Letters and Comment

AuthorRam Chandra Subedi/Bryan Harris
PositionAdvocate, Supreme Court of Nepal/Professor Emeritus of Materials Science, University of Bath, UK.
IP in universities - far from rosy

I am curious to know how much of the article and follow-up letters about IP in universities (Putting Policies in Place - Issue no. 5/2006; Letters and Comment - issue no. 6/2006) were written by administrators or lawyers, whose jobs are actually parasitic on the backs of active academics, with whose intellectual products the article was concerned.

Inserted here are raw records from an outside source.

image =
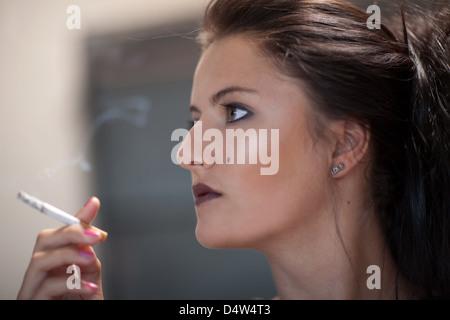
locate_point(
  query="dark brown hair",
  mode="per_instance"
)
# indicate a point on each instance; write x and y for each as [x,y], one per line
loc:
[394,81]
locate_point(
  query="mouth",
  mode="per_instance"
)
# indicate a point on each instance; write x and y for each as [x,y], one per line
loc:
[203,193]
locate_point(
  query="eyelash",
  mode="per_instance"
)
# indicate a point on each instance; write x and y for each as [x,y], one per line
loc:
[237,106]
[228,106]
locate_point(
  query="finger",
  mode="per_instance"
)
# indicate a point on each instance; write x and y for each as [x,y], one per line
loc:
[44,263]
[89,211]
[68,235]
[57,286]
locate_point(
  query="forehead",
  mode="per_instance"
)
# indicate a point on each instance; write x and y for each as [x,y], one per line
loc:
[234,61]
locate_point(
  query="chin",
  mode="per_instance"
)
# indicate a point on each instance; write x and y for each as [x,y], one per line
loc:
[223,239]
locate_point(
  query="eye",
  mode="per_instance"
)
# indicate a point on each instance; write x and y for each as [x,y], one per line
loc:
[236,112]
[189,124]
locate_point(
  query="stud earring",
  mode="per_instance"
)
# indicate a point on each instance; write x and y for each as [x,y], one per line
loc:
[337,168]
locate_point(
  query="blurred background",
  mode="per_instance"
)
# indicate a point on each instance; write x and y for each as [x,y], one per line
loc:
[88,109]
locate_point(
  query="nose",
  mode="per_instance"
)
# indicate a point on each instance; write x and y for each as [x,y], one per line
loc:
[190,153]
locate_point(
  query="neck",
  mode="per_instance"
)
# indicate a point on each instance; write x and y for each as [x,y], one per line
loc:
[332,261]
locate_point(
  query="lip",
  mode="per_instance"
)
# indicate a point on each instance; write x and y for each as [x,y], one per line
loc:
[203,193]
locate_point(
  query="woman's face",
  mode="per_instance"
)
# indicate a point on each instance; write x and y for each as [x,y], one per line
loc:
[236,87]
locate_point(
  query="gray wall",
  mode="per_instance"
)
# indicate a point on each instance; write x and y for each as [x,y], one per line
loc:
[140,92]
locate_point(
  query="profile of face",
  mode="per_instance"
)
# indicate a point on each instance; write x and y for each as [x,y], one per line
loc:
[237,87]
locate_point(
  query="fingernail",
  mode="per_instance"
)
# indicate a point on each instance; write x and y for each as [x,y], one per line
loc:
[86,254]
[92,233]
[87,202]
[91,285]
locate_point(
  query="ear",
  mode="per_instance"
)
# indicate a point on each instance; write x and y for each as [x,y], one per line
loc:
[351,143]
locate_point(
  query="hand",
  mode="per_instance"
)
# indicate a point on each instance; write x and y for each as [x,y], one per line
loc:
[57,249]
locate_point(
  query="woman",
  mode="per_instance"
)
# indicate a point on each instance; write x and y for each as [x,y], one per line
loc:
[363,149]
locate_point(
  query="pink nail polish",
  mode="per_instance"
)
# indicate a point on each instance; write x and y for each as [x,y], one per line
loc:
[87,202]
[92,233]
[86,254]
[91,285]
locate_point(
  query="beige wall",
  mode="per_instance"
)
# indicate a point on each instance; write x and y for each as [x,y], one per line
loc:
[43,125]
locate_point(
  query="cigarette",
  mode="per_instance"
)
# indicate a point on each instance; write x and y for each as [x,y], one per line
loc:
[56,213]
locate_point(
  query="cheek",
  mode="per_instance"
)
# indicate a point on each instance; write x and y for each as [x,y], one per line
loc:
[256,206]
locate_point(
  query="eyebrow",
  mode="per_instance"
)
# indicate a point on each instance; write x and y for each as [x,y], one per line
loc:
[221,94]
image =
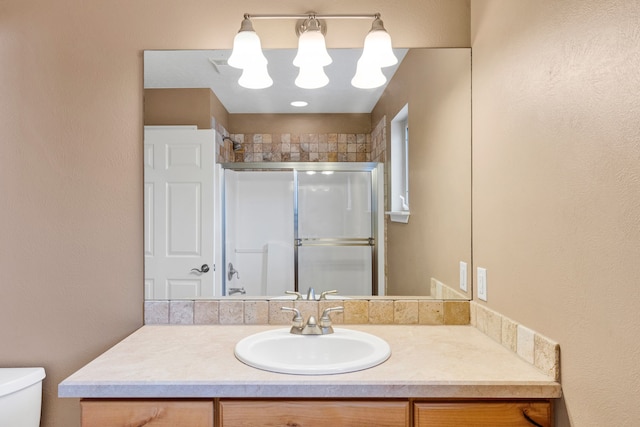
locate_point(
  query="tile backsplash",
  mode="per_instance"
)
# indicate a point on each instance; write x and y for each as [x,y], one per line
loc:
[379,310]
[531,346]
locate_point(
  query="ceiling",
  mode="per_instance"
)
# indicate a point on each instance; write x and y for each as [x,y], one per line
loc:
[208,68]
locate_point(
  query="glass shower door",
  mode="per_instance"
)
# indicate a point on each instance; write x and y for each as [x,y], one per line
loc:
[334,233]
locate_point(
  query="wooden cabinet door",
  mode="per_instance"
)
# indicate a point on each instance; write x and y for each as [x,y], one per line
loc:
[313,413]
[483,414]
[148,413]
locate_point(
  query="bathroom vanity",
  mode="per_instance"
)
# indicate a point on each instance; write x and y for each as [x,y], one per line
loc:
[189,376]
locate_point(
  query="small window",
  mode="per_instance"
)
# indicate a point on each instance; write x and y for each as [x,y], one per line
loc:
[400,166]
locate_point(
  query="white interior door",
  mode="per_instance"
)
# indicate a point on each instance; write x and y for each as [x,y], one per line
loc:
[179,212]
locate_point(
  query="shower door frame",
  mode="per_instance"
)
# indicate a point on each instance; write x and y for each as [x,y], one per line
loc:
[377,220]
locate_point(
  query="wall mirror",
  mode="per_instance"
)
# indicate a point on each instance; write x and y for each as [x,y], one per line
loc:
[280,155]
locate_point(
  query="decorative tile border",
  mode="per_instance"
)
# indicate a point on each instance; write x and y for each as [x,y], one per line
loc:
[377,311]
[531,346]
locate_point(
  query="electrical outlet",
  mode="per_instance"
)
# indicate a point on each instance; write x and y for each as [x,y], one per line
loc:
[463,276]
[482,283]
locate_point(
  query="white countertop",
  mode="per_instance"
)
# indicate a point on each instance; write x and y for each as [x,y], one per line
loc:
[171,361]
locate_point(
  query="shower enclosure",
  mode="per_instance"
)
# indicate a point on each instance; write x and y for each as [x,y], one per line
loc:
[295,226]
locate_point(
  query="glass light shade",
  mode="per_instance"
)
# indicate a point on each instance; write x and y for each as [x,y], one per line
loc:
[311,77]
[247,50]
[312,50]
[255,77]
[368,75]
[377,46]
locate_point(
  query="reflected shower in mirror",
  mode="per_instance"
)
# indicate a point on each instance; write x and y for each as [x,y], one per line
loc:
[200,126]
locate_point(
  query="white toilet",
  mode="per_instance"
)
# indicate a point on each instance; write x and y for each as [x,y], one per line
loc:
[20,396]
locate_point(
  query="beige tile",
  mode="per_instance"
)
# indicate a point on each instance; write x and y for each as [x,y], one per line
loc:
[546,356]
[205,312]
[276,315]
[356,311]
[156,312]
[256,312]
[181,312]
[510,334]
[381,311]
[481,318]
[473,308]
[307,308]
[231,312]
[405,312]
[456,312]
[336,317]
[431,312]
[494,325]
[525,343]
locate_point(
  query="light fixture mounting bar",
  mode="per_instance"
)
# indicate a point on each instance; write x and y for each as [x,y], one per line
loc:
[310,15]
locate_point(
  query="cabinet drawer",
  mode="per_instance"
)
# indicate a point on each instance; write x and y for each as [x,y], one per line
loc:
[148,413]
[483,414]
[314,413]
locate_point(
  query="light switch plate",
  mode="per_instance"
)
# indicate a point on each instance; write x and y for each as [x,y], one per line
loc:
[482,283]
[463,276]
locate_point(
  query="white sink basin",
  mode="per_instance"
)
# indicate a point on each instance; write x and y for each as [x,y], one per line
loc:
[343,351]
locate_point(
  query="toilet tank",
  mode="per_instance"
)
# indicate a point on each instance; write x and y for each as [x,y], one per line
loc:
[20,396]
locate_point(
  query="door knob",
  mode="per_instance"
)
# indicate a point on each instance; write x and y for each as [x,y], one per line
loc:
[202,269]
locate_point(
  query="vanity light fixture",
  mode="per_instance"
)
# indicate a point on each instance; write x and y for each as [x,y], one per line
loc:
[312,55]
[247,55]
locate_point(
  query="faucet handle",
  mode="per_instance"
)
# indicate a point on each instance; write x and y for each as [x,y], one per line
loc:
[298,320]
[298,295]
[325,320]
[324,294]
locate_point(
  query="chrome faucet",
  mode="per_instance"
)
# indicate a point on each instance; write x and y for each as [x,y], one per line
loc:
[231,272]
[311,326]
[311,294]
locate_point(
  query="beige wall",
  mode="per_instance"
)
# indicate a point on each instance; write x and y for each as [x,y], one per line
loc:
[194,106]
[71,264]
[436,83]
[556,198]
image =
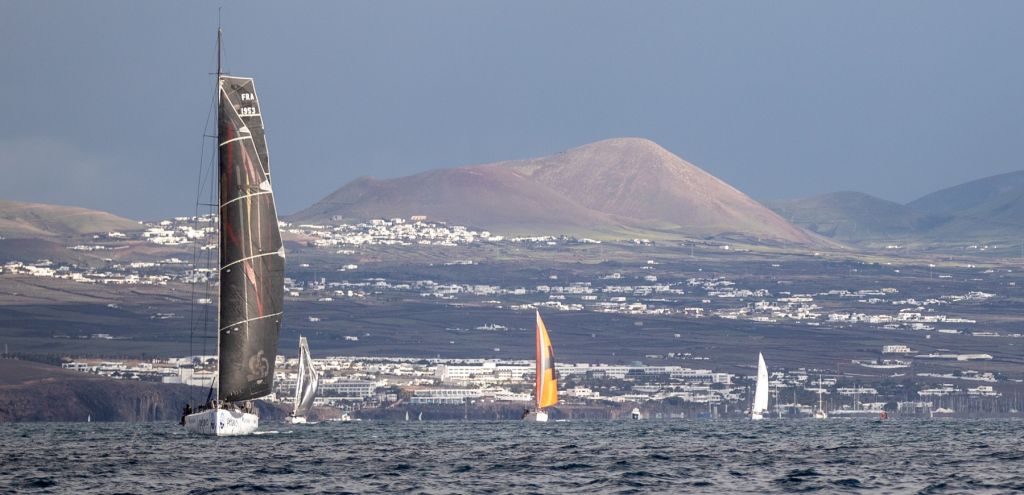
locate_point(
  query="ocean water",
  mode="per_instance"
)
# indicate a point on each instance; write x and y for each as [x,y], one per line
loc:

From a UK perspective, the article paints far too rosy a view of the interaction between universities and industry, and fails signally to mention the important problems that have arisen in the past. Notwithstanding the idealistic notion that Academe and Industry can - and perhaps should - work together for mutual benefit, the reality is that there is a fundamental disparity of objectives, which in many cases, even if not always, prevents the cosy symbiosis presented in the article. Industry is about making profits for shareholders. A university should be a place where minds are trained, preferably in a disinterested environment.

Big industry is used to paying as little as it can get away with for the research it wants. It demands secrecy, non-disclosure agreements, and holding back on patenting in order to get ‘lead-time.' It is able to cut short any research programme which is not moving fast enough. These factors, together with the over-riding short-termism of much industrial research, are directly at odds with good practice in the education of researchers. SMEs are even worse, because in many instances they cannot actually afford the necessary cash for their contributions, which therefore often end up being ‘in-kind.' Twice, in my own experience, the managing directors of SMEs with which I had collaborative research programmes walked away from the programmes with the entire IP and sold it elsewhere to their own profit.

Moreover, the basic rights of academics to their own ideas are being eroded. While most university websites now describe how income from the IP of their academics is shared ‘fairly' between the originators and the university, it is never clear how much say the academics themselves have had. Cambridge academics fought hard, but unsuccessfully, to prevent the University changing employment contracts so that all faculty IPR belong to it alone. One wonders how Isaac Newton would have fared in Cambridge today?